Thomas Gaßler und Michael Egermeier gelang es, Hefestämme gentechnisch so zu verändern, dass sie sich von reinem CO2 ernähren können. Das könnte den Hunger der Nutztiere in Zukunft über biotechnologische Schritte stillen, und nicht mehr über landwirtschaftliche Flächen. Das Boku-Spin-off CarboFeed wurde von der Forschungsförderungsgesellschaft FFG gefördert und räumt immer mehr Awards ab, wie etwa den Phönix-Gründerpreis 2021.
„Pflanzen nutzen auch CO2, um zu wachsen. Und wir konnten ihren chemischen Weg der Verwertung, den Calvin-Zyklus, in die Hefezellen einbauen“, erklärt Mattanovich. Während Pflanzen als Energieträger das Sonnenlicht verwenden, um CO2 zu fixieren und es in Zucker umzuwandeln, kommt für Hefe chemische Energie zum Einsatz: und zwar der einfachste organische
Alkohol, Methanol. Die Hefestämme, wichtige Proteinquellen für unsere und die Tierernährung, nutzen also beides, CO2 und Methanol als Nahrung: Sie binden das klimaschädliche Gas, um zu wachsen. „Das energiereiche Methanol wird wiederum auch aus CO2 gewonnen: So kann man große Mengen Kohlendioxid in Biomasse verwandeln, die als Futtermittel genutzt wird – oder in Zukunft auch für die menschliche Ernährung“, sagt Mattanovich. Der Proteingehalt der Hefestämme ähnelt stark den bisher üblichen Sojaprodukten in Futter- und Nahrungsmitteln. „Und wir wissen ja, dass der Anbau von Soja nicht nur im Amazonas für Umweltprobleme sorgt“, sagt Mattanovich.

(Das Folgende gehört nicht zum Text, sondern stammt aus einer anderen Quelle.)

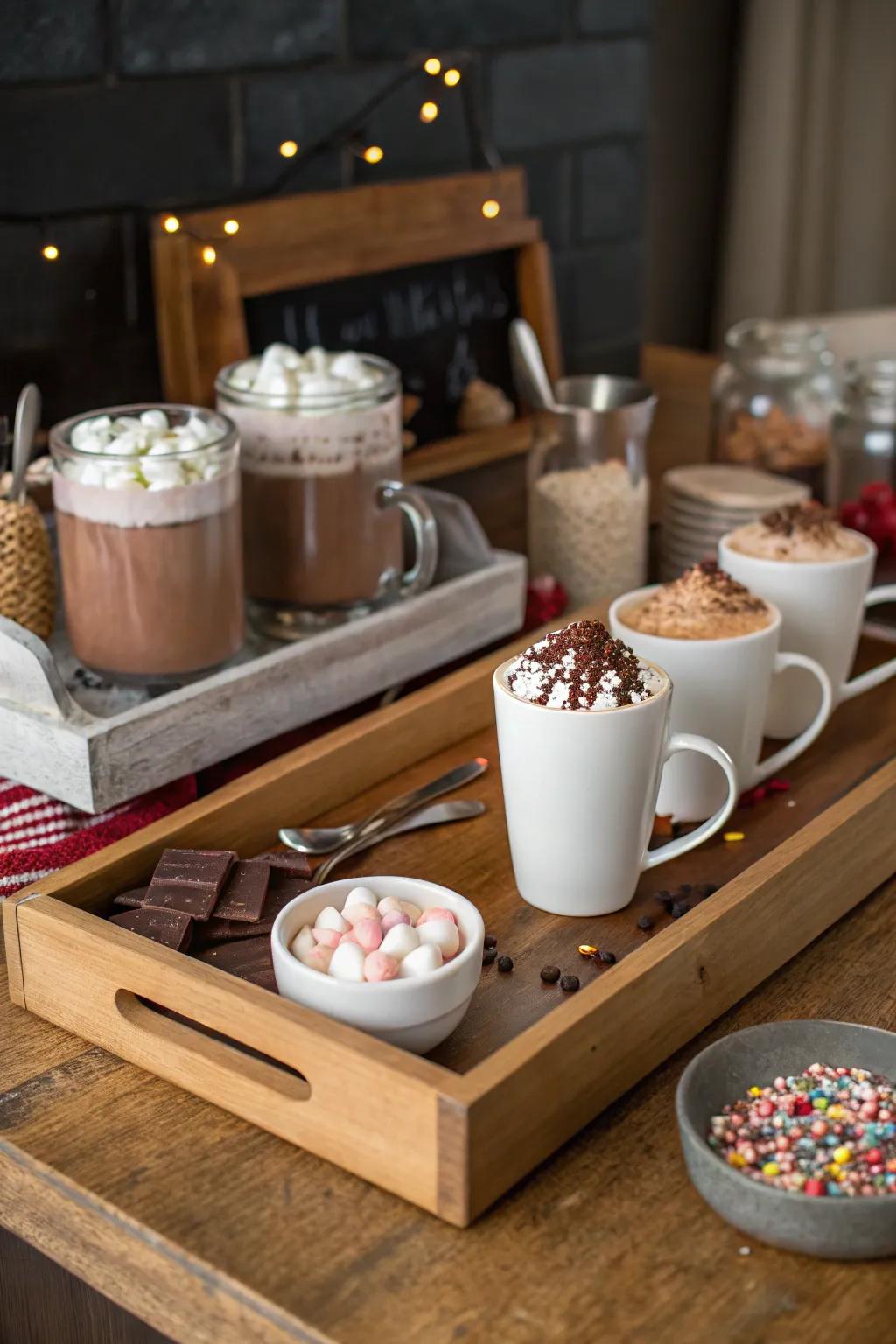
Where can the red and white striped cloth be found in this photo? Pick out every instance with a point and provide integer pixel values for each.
(38, 835)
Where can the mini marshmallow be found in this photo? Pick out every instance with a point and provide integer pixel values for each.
(379, 965)
(401, 941)
(331, 918)
(422, 962)
(442, 934)
(393, 918)
(346, 962)
(368, 934)
(360, 897)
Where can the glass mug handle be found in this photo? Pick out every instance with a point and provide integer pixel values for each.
(858, 684)
(426, 539)
(692, 742)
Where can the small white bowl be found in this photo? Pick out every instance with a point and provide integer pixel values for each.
(416, 1012)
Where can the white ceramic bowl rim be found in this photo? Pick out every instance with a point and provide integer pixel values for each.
(382, 987)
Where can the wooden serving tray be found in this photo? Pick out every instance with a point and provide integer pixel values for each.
(529, 1065)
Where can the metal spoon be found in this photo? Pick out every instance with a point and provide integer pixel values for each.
(25, 428)
(462, 809)
(326, 839)
(528, 366)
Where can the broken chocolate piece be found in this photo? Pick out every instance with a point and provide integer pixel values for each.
(243, 897)
(190, 880)
(171, 928)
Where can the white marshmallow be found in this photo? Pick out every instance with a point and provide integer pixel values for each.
(331, 918)
(399, 941)
(442, 934)
(346, 962)
(422, 962)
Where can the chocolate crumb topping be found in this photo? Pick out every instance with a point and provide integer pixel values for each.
(580, 667)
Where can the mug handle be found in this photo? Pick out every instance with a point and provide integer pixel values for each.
(774, 762)
(887, 593)
(426, 538)
(692, 742)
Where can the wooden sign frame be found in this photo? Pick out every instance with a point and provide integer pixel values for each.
(311, 238)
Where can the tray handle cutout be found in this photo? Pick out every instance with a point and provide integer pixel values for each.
(192, 1047)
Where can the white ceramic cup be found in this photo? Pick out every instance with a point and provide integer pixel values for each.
(822, 604)
(720, 687)
(579, 794)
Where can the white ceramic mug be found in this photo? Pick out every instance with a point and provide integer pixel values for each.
(822, 604)
(720, 687)
(579, 794)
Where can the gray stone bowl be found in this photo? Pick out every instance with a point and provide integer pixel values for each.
(835, 1228)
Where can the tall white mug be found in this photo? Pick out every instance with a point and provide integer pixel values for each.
(822, 604)
(580, 790)
(720, 687)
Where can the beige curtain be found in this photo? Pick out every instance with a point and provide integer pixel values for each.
(812, 200)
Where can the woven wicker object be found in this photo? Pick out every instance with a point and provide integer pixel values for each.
(27, 581)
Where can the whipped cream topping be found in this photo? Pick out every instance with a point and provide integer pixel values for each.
(582, 667)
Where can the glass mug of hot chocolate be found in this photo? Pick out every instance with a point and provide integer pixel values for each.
(818, 574)
(720, 646)
(147, 501)
(323, 499)
(584, 734)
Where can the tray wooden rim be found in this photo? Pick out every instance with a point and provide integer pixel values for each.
(473, 1106)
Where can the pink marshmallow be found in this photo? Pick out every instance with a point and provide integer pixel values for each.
(379, 965)
(393, 918)
(436, 913)
(368, 934)
(328, 937)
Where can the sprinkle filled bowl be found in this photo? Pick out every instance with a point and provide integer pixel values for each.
(858, 1228)
(416, 1012)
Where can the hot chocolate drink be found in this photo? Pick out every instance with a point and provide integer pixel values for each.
(798, 534)
(704, 604)
(150, 541)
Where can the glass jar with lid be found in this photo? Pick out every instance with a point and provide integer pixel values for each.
(774, 398)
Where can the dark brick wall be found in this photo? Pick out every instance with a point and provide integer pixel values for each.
(176, 102)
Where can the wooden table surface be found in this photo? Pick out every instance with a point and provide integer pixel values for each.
(211, 1230)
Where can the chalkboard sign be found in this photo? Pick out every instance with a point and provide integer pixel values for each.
(441, 324)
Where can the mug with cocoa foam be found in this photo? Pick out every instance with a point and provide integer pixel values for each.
(719, 644)
(323, 498)
(147, 503)
(818, 576)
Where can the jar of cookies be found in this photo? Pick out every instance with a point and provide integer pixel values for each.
(774, 398)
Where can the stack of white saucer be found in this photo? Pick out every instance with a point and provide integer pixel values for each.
(702, 503)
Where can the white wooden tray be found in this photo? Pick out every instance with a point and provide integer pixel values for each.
(95, 744)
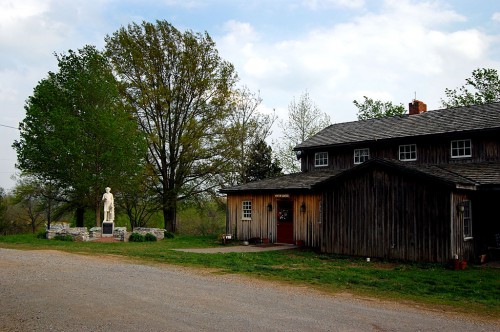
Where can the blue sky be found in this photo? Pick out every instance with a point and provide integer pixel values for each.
(337, 50)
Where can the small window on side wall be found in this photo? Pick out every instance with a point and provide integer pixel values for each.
(361, 155)
(247, 210)
(321, 159)
(461, 148)
(408, 152)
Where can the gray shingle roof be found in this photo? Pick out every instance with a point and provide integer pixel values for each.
(290, 182)
(460, 119)
(465, 175)
(469, 175)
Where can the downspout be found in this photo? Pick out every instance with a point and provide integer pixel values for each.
(452, 234)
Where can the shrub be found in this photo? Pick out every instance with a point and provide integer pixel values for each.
(136, 237)
(63, 238)
(150, 237)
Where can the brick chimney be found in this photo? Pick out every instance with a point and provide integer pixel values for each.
(417, 107)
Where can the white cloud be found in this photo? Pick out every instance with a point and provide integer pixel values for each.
(318, 4)
(391, 55)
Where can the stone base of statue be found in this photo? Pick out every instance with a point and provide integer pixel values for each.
(108, 228)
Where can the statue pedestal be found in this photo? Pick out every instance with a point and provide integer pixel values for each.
(107, 228)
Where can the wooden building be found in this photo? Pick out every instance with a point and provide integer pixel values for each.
(421, 187)
(282, 210)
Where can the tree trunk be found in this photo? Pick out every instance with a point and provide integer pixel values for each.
(80, 212)
(170, 213)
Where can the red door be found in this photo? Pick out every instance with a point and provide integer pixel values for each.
(284, 222)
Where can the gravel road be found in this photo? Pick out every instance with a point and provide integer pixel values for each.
(55, 291)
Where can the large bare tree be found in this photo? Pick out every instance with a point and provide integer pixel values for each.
(178, 87)
(305, 119)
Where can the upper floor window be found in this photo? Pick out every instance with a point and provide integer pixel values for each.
(361, 155)
(247, 210)
(461, 148)
(408, 152)
(321, 159)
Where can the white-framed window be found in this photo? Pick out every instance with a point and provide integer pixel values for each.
(361, 155)
(408, 152)
(461, 148)
(467, 215)
(247, 210)
(321, 159)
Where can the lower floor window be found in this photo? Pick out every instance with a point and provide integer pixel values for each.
(247, 209)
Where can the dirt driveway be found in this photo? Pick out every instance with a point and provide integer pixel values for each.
(54, 291)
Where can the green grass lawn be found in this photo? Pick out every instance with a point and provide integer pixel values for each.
(475, 290)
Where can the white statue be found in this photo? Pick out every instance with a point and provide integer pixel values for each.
(109, 205)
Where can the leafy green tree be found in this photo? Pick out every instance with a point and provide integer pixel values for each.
(247, 125)
(76, 135)
(178, 87)
(260, 164)
(4, 225)
(305, 119)
(484, 85)
(370, 109)
(141, 202)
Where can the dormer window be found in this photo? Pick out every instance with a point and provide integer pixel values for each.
(461, 148)
(321, 159)
(361, 155)
(408, 152)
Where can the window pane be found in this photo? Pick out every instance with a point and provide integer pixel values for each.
(361, 155)
(461, 148)
(408, 152)
(247, 210)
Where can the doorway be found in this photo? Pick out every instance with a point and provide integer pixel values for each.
(284, 222)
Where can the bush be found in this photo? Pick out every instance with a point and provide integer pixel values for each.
(136, 237)
(42, 235)
(150, 237)
(63, 238)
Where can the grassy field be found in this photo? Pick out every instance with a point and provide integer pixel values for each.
(475, 290)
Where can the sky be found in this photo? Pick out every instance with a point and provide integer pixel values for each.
(335, 50)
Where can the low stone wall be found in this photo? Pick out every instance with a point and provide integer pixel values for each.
(119, 233)
(158, 232)
(77, 233)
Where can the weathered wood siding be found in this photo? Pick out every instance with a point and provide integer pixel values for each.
(429, 151)
(380, 214)
(263, 223)
(462, 247)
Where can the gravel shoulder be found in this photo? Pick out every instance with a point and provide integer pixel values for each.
(56, 291)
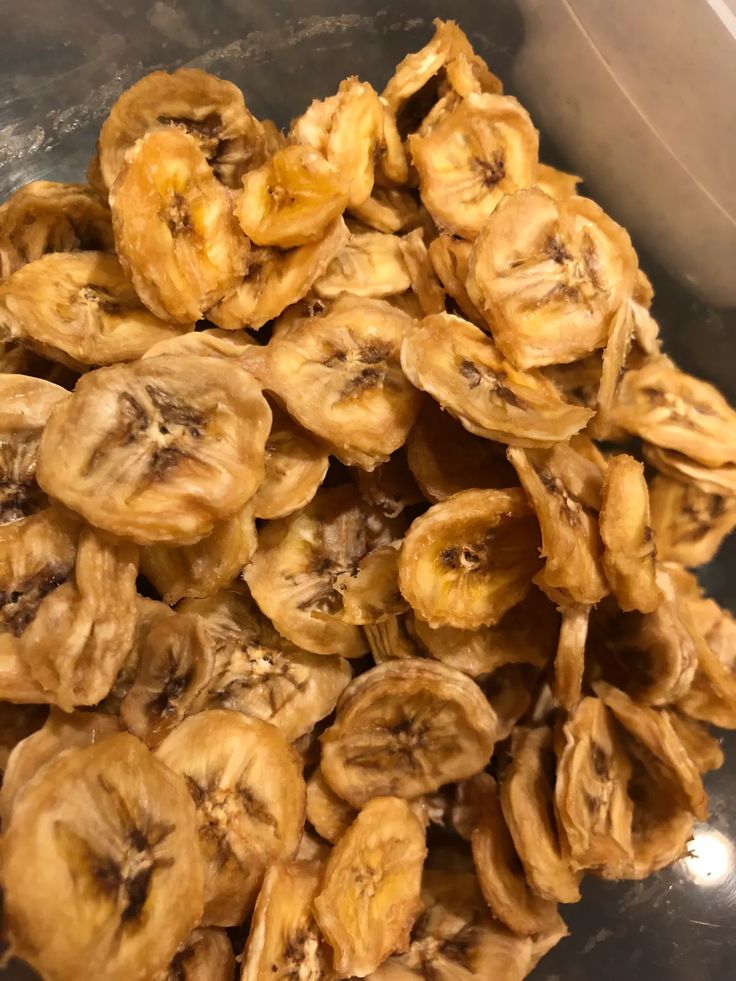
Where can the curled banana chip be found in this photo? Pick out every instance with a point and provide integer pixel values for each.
(369, 896)
(338, 374)
(44, 216)
(248, 790)
(460, 367)
(107, 835)
(79, 309)
(549, 275)
(406, 727)
(470, 559)
(174, 229)
(159, 450)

Brauereien als Lieferanten
Sein Team ist nun in einem EU-Konsortium beteiligt, das die gesamte Prozesskette solcher klimafreundlichen Alternativen auslotet. Welche Quellen von CO2 kommen infrage, wie läuft die Reduzierung von CO2 zu Methanol schonend ab, welche Bakterien und Hefen können das gewonnene Methanol ebenfalls zum Aufbau von Biomasse nutzen? Für die erste Frage – die industriellen CO2-Quellen – testen die Boku-Forscher Kooperationen mit Brauereien, bei deren Prozessen viel CO2 anfällt. „Hier müssen wir schauen, ob das rein genug ist oder man eine Aufreinigung zwischenschaltet, bevor die Hefe es als Nahrung nutzen kann“, so Mattanovich. Als Lieferanten kommen neben der Lebensmittelindustrie weitere Branchen infrage, die hohe Mengen an CO2 abgeben, also fossile Kraftwerke, die Zementindustrie oder Biosprit-Produktion.
„All das bringt uns näher ans Ziel, keine zusätzlichen landwirtschaftlichen Flächen zu verbrauchen“, sagt Mattanovich. Er betont, dass die Erzeugung von Futtermittel und Lebensmittel nicht der einzige Lösungsansatz für neue klimafreundliche Produkte ist. Die Plattform kann nämlich auch biobasierte Chemikalien herstellen, also Bausteine für Bioplastik aus CO2 basteln statt aus erdölbasierten Stoffen. „Ein Beispiel ist die Milchsäure, die heute schon vielfach für den Bioplastik-Rohstoff PLA, Polymilchsäure, genutzt wird“, sagt Mattanovich. Während man biologisch hergestellten Kunststoff nicht mit biologisch abbaubarem verwechseln soll, kann PLA beides: Es wird ohne Erdölprodukte gewonnen und ist biologisch abbaubar. „Dieser Zweig ist wichtig, um den Verbrauch von fossilen Ressourcen zu reduzieren. Das kann mit unserer Entwicklung zur einfachen Verwendung von Methanol gut bedient werden“, sagt Mattanovich.